Data
====

Current Files
-------------

.. list-table::
   :header-rows: 1

   * - Path
     - Source
     - Purpose
   * - ``data/raw/prices.csv``
     - Commodity snapshot
     - Base LME price rows
   * - ``data/raw/news.csv``
     - Commodity snapshot
     - Curated news events
   * - ``data/processed/*.csv``
     - Generated
     - Joined price, news, and sentiment rows
   * - ``data/training/commodity_outputs/*.csv``
     - Generated
     - Per-commodity training data for single-asset bots
   * - ``data/agent_outputs/**/*.csv``
     - Generated
     - PPO evaluation outputs used by the trading bots gym

Only ``data/raw/prices.csv`` and ``data/raw/news.csv`` are required checked-in data. The other paths are generated and ignored by Git.

Primary Dashboard Schema
------------------------

``prices_with_sentiment.csv`` is the dashboard's main fact table:

.. code-block:: text

   date,commodity,price,news_ids,news_count,news_items,news_summary,negative,neutral,positive,sentiment_score,finbert_negative,finbert_neutral,finbert_positive,finbert_sentiment_score,finbert_label

``news_events.csv`` is a normalized event table generated from raw news:

.. code-block:: text

   event_id,date,event_day,title,url,impacted_commodities,summary

``impacted_commodities`` is a semicolon-separated list of canonical slugs. This preserves the real relationship that one news item can affect multiple assets.

``news_items`` stores the full list of matched news objects as JSON inside the generated CSV row. This solves the case where one price row has more than one relevant news item, while ``news_summary`` remains a compact combined text field for sentiment scoring and quick chart summaries.

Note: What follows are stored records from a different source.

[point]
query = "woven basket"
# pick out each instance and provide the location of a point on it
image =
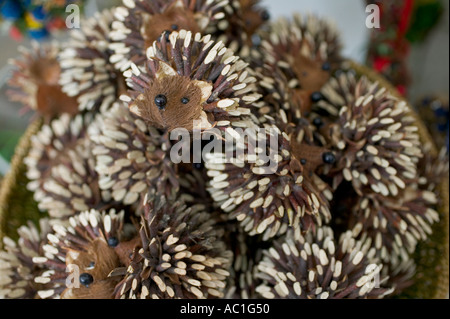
(432, 256)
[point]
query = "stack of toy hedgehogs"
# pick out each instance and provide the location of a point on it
(351, 194)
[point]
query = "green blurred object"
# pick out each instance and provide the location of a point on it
(8, 142)
(426, 16)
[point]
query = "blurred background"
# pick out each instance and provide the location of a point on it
(411, 49)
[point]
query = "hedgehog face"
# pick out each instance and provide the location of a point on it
(173, 101)
(310, 74)
(94, 266)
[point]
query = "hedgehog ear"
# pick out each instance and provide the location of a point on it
(205, 88)
(165, 70)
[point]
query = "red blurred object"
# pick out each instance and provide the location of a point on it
(56, 24)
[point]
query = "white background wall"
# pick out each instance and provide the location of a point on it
(349, 16)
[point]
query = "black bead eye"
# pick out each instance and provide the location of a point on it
(265, 15)
(113, 242)
(161, 101)
(326, 66)
(86, 279)
(318, 122)
(198, 165)
(316, 97)
(328, 158)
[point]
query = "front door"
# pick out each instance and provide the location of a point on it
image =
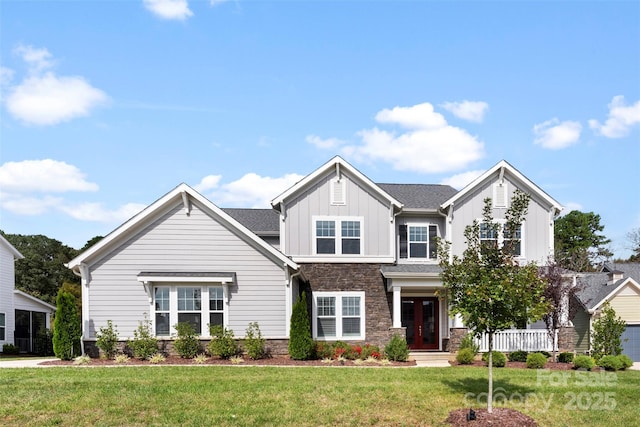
(420, 317)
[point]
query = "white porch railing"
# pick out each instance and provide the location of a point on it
(519, 339)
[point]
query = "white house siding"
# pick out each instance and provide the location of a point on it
(299, 229)
(7, 283)
(179, 242)
(536, 228)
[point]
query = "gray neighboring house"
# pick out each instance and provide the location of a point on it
(619, 284)
(365, 253)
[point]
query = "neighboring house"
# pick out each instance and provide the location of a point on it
(364, 252)
(22, 316)
(618, 284)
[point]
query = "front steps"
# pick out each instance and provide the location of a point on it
(431, 359)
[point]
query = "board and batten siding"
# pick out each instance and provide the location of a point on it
(176, 242)
(536, 229)
(7, 283)
(316, 201)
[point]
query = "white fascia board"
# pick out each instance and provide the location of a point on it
(516, 174)
(337, 161)
(627, 281)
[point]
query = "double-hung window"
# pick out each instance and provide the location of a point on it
(338, 236)
(338, 315)
(418, 241)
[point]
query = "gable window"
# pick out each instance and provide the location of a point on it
(338, 236)
(184, 304)
(418, 241)
(338, 315)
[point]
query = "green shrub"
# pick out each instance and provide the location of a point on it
(10, 349)
(627, 362)
(610, 363)
(583, 362)
(253, 341)
(300, 341)
(536, 361)
(468, 342)
(518, 356)
(66, 329)
(187, 345)
(499, 359)
(107, 340)
(222, 344)
(144, 344)
(397, 349)
(465, 356)
(565, 357)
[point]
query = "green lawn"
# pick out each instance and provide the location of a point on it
(237, 395)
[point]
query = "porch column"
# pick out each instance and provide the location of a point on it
(397, 307)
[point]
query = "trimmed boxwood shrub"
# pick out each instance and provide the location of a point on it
(583, 362)
(465, 356)
(499, 359)
(565, 357)
(536, 361)
(518, 356)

The lightweight ``negative``, ``neutral``, ``positive``, and ``sentiment_score`` fields are retained for MVP compatibility and existing PPO configs. The ``finbert_*`` fields are generated with ``ProsusAI/finbert``. The pipeline scores each normalized news event once, caches those outputs in ``data/processed/finbert_event_sentiment.csv``, and averages all linked event scores onto each price row.

The loader maps commodities into canonical slugs:

* ``copper_lme``
* ``nickel_lme``
* ``aluminium_lme``

Agent Output Schema
-------------------

The dashboard normalizes single-asset and multi-asset PPO outputs into one UI shape:

.. code-block:: text

   date, commodity, action, prob_hold, prob_buy, prob_sell, entropy, net_worth, reward

For the trading bots gym layer, opacity is derived from decision confidence:

.. code-block:: text

   confidence = max(prob_hold, prob_buy, prob_sell)

Lower opacity means the agent was more uncertain.

The agent-output loader discovers files rather than relying on a fixed split count. Supported filename patterns are:

.. code-block:: text

   data/agent_outputs/single_asset_ppo/evaluation_<commodity>_split_<n>.csv
   data/agent_outputs/single_asset_ppo/full_dataset_predictions_<commodity>_split_<n>.csv
   data/agent_outputs/multiple_asset_ppo/evaluation_split_<n>_multi_asset_<mode>.csv
   data/agent_outputs/multiple_asset_ppo/evaluation_full_dataset_split_<n>_multi_asset_<mode>.csv

Full-dataset diagnostic outputs include a ``phase`` column. The trading bots gym plots the full series and uses that field to draw the vertical transition from training history to test period.

Refresh Rule
------------

Keep raw data snapshots in ``data/raw/``. Generate processed visualization data and bot training data with:

.. code-block:: bash

   npm run preprocess

Keep transformation logic in ``agentic_trading/preprocessing.py``, ``src/lib/data``, and ``src/lib/analytics``. Avoid embedding data assumptions directly inside React components.